Passer au contenu principal

EGORA – “On avance à l’aveugle” : deux étudiants en médecine racontent comment ils se sont préparés pour les EDN 

Depuis hier et jusqu’à demain, 8000 étudiants en sixième année de médecine concourent aux EDN, nouvelles épreuves qui visent à départager les candidats et futurs internes sur le plan théorique. Création de la réforme du deuxième cycle des études de médecine, ces “Épreuves dématérialisées nationales” ne sont qu’une première étape d’un concours qui est désormais composé de trois examens, répartis entre octobre 2023 et juin 2024. Egora a décidé de suivre toute l’année les révisions et la préparation de deux étudiants nantais et nancéen, Anaïs et Quentin, afin de mieux cerner ce que cela change pour les carabins et pour le choix de leur spécialité. Il y a quelques jours, ils nous ont raconté comment ils se sont préparés pour cette première échéance.

 

“C’est bon, je suis rentré de la bibliothèque. Je suis disponible !”, nous lance Quentin, 23 ans, étudiant à la faculté de médecine de Nancy, joint mercredi dernier. L’horloge affiche 19h30. A cinq jours du début des EDN, le jeune homme est injoignable la journée : “Je pars le matin à 8h et je reviens le soir vers 19h. Je laisse mon portable chez moi sinon on perd facilement 15 minutes par-ci par-là.” Et perdre 15 minutes de révisions, à une échéance aussi proche du concours, Quentin ne peut pas se le permettre.

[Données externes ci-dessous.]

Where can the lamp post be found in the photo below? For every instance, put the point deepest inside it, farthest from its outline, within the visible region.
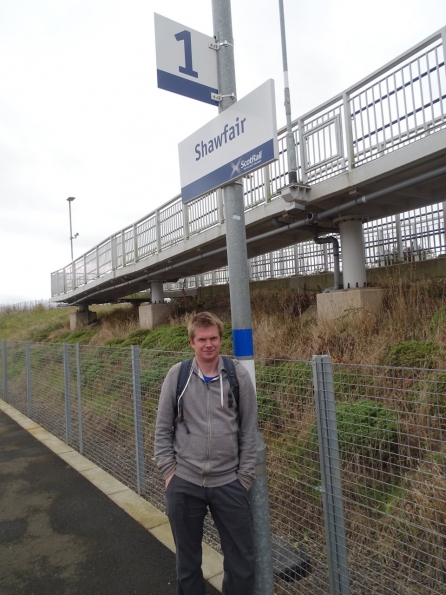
(291, 147)
(70, 200)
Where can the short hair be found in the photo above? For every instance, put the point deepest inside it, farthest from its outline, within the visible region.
(203, 320)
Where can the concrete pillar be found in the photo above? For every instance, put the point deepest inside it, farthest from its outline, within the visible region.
(152, 315)
(157, 292)
(82, 317)
(353, 251)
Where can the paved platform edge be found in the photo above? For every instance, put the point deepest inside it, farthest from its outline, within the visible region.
(136, 507)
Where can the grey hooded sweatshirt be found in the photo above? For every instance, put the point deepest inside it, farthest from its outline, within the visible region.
(215, 444)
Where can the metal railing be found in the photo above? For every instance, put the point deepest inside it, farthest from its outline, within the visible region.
(408, 237)
(399, 104)
(356, 455)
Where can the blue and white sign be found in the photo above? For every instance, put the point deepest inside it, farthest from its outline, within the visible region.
(236, 142)
(185, 63)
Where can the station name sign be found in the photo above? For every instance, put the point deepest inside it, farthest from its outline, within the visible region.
(236, 142)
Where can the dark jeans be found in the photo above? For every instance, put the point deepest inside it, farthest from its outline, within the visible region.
(229, 505)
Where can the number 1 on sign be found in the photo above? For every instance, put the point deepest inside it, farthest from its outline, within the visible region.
(187, 69)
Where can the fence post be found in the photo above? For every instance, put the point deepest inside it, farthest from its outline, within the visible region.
(28, 379)
(66, 363)
(331, 475)
(4, 368)
(79, 399)
(137, 415)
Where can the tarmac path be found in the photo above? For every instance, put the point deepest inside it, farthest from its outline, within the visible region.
(60, 535)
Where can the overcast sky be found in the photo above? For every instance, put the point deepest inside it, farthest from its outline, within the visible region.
(81, 115)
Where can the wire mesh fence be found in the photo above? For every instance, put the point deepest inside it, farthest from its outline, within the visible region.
(356, 455)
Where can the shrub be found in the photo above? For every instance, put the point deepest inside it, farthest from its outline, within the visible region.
(136, 338)
(438, 320)
(167, 338)
(39, 335)
(114, 343)
(412, 354)
(367, 432)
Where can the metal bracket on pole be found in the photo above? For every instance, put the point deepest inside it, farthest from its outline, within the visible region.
(218, 96)
(295, 193)
(218, 44)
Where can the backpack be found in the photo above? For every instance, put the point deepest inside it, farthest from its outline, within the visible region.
(183, 377)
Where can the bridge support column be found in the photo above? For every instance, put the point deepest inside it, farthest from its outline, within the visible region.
(82, 317)
(356, 297)
(353, 252)
(157, 292)
(156, 313)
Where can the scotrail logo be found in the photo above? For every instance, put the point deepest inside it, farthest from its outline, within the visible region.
(246, 164)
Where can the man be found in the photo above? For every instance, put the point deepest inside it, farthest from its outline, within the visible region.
(207, 455)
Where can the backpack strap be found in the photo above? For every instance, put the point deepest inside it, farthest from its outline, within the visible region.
(233, 382)
(183, 376)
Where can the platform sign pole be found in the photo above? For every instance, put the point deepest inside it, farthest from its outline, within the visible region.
(240, 295)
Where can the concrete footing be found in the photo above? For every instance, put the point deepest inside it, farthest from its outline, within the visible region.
(152, 315)
(339, 303)
(80, 319)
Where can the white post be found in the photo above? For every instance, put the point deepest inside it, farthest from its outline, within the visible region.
(353, 251)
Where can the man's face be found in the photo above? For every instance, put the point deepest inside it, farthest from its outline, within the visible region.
(206, 344)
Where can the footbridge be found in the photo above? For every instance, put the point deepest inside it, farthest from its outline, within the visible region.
(377, 149)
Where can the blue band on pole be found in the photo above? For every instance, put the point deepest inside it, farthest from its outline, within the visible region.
(183, 86)
(243, 343)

Le jeune homme fait partie de la promotion d’externes qui inaugure la réforme du second cycle des études médicales, qui consiste à remplacer les célèbres et redoutées ECNi par des Épreuves dématérialisées nationales (EDN) au mois d’octobre et des Examens cliniques objectifs et structurés (Ecos) au mois de mai. “C’est clairement plus compliqué de faire un tour complet de tout ce qu’on a vu depuis la fin de la troisième année, en quatrième et en cinquième année avec un examen en octobre. On a terminé les programmes seulement au mois de juin !”, précise Quentin.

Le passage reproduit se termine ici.